The introduction of the artificial urinary sphincter (AUS) in 1972 was heralded as a revolution for the treatment of genuine stress incontinence. Initial enthusiasm was tempered by disappointment as complications occurred. The device has now been in routine clinical use for more than 30 years, and the indications and surgical principles involved in its use along with short-term and long-term outcomes are more clearly defined. Hence, we reviewed the literature to clarify the role of the AUS and offer a possible solution to its problems in the guise of a new sphincter.


A MEDLINE search was performed and all articles relating to the role of the AUS for the treatment of urinary incontinence were reviewed.

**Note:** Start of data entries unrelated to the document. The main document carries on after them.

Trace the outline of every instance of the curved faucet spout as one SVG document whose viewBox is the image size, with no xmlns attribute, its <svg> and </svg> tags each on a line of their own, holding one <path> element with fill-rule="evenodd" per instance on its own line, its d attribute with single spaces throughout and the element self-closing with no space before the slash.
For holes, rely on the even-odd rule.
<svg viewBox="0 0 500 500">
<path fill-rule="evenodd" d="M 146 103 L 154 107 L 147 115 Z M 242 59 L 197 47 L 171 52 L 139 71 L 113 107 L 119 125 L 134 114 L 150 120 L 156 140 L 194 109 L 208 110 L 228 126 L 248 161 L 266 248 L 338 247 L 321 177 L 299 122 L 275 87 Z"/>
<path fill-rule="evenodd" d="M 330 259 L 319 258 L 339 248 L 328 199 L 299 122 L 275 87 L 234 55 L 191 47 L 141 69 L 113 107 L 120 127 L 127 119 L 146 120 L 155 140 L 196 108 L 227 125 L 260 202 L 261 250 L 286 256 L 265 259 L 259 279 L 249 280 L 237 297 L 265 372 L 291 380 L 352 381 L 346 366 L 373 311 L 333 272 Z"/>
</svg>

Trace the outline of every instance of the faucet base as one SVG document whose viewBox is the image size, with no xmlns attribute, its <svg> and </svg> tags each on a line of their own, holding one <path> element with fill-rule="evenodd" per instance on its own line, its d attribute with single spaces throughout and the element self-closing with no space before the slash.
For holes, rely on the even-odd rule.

The AMS 800 (American Medical Systems, Minnetonka, Minnesota) provides urinary continence in 73% of cases (range 61% to 96%) and it has a complication rate of 12% (range 3% to 33%) for mechanical failure, 4.5% to 67% for early infection/erosion, 15% for late erosion and 7% for delayed recurrent incontinence. The literature supports the role of the AUS as an important and reliable treatment modality for stress urinary incontinence and intrinsic sphincter deficiency. However, it is not suitable in all patients and its use for the management of hypermobility is controversial. Hence, careful patient selection according to indication is required with full preoperative counseling.


Despite its reliability for achieving urinary continence the AMS 800 is not perfect. Newer devices, such as that being developed at our institution, may offer improved outcomes and decreased complication rates.